# Bird bath in the making.



## flowergurl (Feb 27, 2007)

My son,daughter, and I are making this glass bird bath for her back yard.
It's not finished yet, but this is how it looks so far.










Top view










Side view.


----------



## 3ravens (Mar 16, 2006)

OK, I see 2 platters, 1 or 2 bowls, and a lotta marbles...... What's the tall thing you are using for the column? :hrm: It's beautiful!


----------



## flowergurl (Feb 27, 2007)

It is a large heavy vase we picked up at Goodwill. All the pieces are goodwill finds except some of the marbles. The bottom is the glass plate out of a microwave. The larger plate at the top is a glass party dish with dividers in the center. The marbles are glued down in the sections on top and another glass dish is over that. Glad you like it.


----------



## CamM (Dec 6, 2008)

Looks good, and I imagine it would clean easier than those concrete ones.


----------



## bluesky (Mar 22, 2008)

Very clever!
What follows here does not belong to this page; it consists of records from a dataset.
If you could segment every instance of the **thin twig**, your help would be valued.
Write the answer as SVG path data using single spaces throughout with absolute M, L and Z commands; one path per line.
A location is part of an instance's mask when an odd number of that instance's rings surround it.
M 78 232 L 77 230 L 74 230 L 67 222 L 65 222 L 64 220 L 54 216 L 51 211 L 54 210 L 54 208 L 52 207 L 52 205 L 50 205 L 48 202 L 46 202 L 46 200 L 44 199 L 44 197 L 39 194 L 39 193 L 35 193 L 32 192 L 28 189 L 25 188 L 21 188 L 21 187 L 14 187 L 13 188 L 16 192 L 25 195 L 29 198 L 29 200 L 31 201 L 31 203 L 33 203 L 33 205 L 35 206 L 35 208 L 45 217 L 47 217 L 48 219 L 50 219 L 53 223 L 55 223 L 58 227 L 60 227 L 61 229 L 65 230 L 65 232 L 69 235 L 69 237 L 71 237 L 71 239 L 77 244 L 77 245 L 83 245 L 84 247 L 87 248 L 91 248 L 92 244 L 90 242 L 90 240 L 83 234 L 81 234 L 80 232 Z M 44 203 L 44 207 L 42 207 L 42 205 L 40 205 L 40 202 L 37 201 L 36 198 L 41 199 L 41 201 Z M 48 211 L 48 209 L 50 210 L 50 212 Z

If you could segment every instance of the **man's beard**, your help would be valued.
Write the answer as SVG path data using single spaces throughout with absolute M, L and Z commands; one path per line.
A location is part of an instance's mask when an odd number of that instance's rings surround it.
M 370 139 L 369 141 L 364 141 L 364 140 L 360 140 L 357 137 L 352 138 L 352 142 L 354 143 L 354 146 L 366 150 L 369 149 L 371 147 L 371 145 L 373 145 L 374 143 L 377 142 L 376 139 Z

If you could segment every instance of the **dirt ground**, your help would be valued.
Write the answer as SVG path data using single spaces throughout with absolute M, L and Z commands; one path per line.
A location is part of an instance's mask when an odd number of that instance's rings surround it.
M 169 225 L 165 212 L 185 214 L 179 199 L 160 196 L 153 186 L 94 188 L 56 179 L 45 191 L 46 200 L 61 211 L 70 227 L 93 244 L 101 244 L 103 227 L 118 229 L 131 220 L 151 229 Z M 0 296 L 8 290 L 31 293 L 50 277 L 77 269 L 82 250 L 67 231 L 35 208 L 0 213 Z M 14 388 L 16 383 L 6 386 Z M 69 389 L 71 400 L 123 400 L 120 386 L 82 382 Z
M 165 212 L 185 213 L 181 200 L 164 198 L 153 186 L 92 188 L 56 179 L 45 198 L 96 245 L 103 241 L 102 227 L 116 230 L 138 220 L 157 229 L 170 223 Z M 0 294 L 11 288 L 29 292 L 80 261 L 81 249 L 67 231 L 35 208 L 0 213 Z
What kind of glue did you use?


----------



## flowergurl (Feb 27, 2007)

Thanks, a pre-mixed epoxy.


----------



## sashay (Apr 28, 2005)

gorgeous flowergurl. I suspect it may need winter protection though...the marbles should reflect light and make rainbows when there is water, right? The birds...and butterflies...are going to love this one.


----------



## Wisconsin Ann (Feb 27, 2007)

Oh my. How lovely  That's going to be soooo pretty out in the sun


----------



## mothernature (Aug 22, 2010)

Absolutely BEAUTIFUL!!


----------



## flowergurl (Feb 27, 2007)

If any of you have FB and would like to add me as a friend, I have a private gardening/craft group there. You can message me and let me know.
Thanks!


----------



## Pitchy (Aug 25, 2011)

Very inventive and beautiful.


----------



## EarlsNan (Apr 21, 2007)

REALLY beautiful!


----------



## dawnpacz (May 1, 2005)

Very beautiful and creative!


----------